Keywords: Colorectal cancer, Endophytic fungi, Natural compound, Apoptosis, Autophagy
Colorectal cancer (CRC) is considered to be the third most common cancer, and the fourth leading cause of cancer-related death worldwide [1, 2]. Despite the tremendous progress made in the treatment of CRC, the survival rate of patients with unresectable lesions is as low as 13.1% [3]. Surgical resection is the main therapeutic approach for patients with early-stage CRC. However, because of drug resistance or dose-limiting toxicity, only limited success was achieved in the treatment of patients with advanced CRC [4]. Thus, there is an urgent need to develop novel therapeutic agents with fewer side effects and improved antitumor efficiency for CRC treatment.
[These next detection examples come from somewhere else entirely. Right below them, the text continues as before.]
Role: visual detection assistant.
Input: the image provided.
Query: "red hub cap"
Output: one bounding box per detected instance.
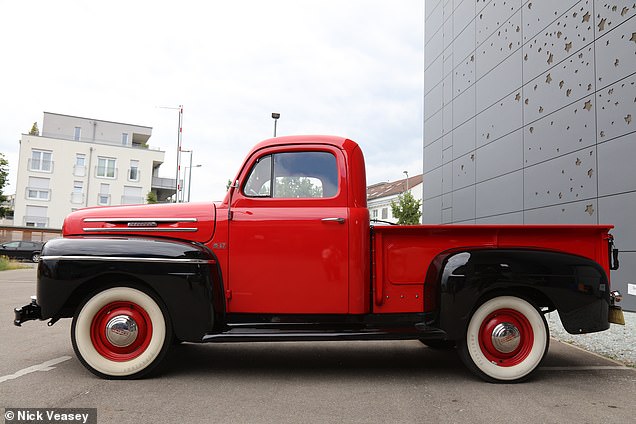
[479,309,534,367]
[91,302,152,362]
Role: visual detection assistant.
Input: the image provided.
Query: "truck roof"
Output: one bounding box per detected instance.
[248,135,358,157]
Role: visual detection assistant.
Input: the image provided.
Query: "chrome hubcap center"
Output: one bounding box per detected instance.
[106,315,139,347]
[491,322,521,353]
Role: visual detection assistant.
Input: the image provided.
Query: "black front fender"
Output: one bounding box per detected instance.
[439,249,610,339]
[37,237,223,341]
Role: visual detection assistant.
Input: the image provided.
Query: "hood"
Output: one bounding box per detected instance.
[62,203,216,243]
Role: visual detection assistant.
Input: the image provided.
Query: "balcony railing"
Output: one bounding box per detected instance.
[128,168,141,181]
[95,166,117,180]
[26,187,51,201]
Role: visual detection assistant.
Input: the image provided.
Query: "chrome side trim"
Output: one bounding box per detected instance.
[82,227,199,233]
[40,255,216,264]
[82,217,197,223]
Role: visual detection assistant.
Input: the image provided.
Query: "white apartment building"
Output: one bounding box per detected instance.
[14,112,175,228]
[367,174,423,224]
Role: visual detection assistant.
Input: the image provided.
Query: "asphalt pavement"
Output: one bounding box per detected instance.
[0,269,636,424]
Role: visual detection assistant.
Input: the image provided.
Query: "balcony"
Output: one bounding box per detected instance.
[151,177,177,203]
[121,195,146,205]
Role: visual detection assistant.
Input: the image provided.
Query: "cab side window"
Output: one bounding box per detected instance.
[244,152,338,199]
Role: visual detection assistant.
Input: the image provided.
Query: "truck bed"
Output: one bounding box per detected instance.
[372,225,613,313]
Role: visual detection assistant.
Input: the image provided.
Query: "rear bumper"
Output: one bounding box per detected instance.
[608,290,625,325]
[13,296,42,327]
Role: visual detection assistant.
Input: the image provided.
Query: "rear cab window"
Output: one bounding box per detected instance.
[243,151,338,199]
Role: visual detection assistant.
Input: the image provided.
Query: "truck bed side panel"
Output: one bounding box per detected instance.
[373,225,612,313]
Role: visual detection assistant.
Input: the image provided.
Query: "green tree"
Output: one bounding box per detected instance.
[146,191,157,205]
[0,153,9,218]
[29,122,40,135]
[391,191,422,225]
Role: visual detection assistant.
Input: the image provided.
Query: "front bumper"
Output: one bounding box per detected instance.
[13,296,42,327]
[608,290,625,325]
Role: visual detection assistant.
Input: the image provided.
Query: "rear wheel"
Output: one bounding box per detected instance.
[459,296,549,383]
[71,287,172,379]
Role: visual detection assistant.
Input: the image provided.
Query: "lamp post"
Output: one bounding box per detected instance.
[272,112,280,137]
[177,150,192,203]
[159,105,183,203]
[186,163,201,203]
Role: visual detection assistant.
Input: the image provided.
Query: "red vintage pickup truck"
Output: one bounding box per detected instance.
[15,136,622,382]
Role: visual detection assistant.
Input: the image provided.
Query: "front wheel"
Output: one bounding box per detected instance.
[459,296,550,383]
[71,287,172,379]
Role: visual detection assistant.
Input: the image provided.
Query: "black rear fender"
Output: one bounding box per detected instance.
[439,249,609,339]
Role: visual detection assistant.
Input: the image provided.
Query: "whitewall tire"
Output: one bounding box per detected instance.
[71,287,172,379]
[459,296,549,383]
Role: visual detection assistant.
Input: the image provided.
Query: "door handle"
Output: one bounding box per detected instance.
[321,218,345,224]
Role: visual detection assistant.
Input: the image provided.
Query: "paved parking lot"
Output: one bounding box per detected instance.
[0,269,636,423]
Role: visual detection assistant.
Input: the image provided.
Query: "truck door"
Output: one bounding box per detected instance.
[227,145,349,314]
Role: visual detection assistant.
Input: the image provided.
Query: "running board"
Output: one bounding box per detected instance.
[202,324,446,343]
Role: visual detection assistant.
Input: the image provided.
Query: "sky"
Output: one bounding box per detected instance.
[0,0,424,201]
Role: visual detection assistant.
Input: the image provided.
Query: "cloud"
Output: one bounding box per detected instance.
[0,0,424,200]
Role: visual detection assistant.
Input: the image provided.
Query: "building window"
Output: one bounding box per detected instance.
[24,205,49,227]
[73,153,86,177]
[121,186,144,205]
[97,184,110,206]
[26,177,51,200]
[128,160,139,181]
[97,157,116,178]
[71,181,84,204]
[29,150,53,172]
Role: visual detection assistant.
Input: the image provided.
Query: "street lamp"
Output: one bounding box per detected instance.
[186,162,201,203]
[272,112,280,137]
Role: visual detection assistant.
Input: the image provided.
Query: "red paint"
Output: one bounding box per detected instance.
[63,136,612,314]
[91,302,152,362]
[479,309,534,367]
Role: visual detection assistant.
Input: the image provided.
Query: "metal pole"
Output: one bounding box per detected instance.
[174,105,183,203]
[272,112,280,138]
[188,150,192,203]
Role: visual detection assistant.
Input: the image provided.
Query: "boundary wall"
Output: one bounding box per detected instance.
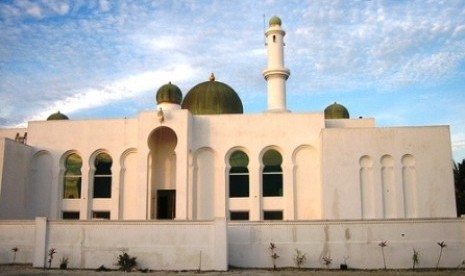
[0,218,465,271]
[228,218,465,269]
[0,218,227,271]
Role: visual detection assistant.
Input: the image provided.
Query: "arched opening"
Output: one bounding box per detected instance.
[93,152,113,198]
[63,153,82,199]
[229,150,249,197]
[262,149,283,197]
[148,127,177,219]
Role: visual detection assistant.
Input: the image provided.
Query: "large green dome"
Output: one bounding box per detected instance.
[325,102,349,119]
[182,74,244,115]
[156,82,182,104]
[47,111,69,121]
Recently, natural compounds have received special attention in cancer therapeutics because of their potential ability to interfere with the carcinogenic processes by targeting several molecular signaling pathways or altering the tumor cell behaviors [5]. Natural anticancer compounds with significant efficacy extracted from plants, microorganisms, and marine organisms have been used in clinical practice [6]. Many natural products have been shown to suppress tumor growth by inducing cell cycle arrest or apoptosis [7, 8]. Endophytic fungi constitute an enormous and comparatively untapped source of biodiversity that is considered a wellspring of effective novel natural products with potential medical applications [9]. Since Taxol was first discovered in the endophytic fungus Taxomyces andreanae, endophytic fungi have drawn tremendous attention from researchers [10]. Over the past two decades, many anticancer metabolites, including camptothecin, vinblastine, vincristine and their derivatives isolated from endophytic fungi are currently being used clinically for the treatment of various cancers [11]. Our previous studies showed that four new chlorinated cyclopentene derivatives extracted from Rhytidhysteron sp. BZM-9 (an endophytic fungus) could moderately inhibit the cell viability of human CRC cell lines [12]. To further obtain the bioactive part of Rhytidhysteron sp. BZM-9, we isolated a monomer compound porric acid E from this endophytic fungus and evaluated its antitumor effects on CRC cells.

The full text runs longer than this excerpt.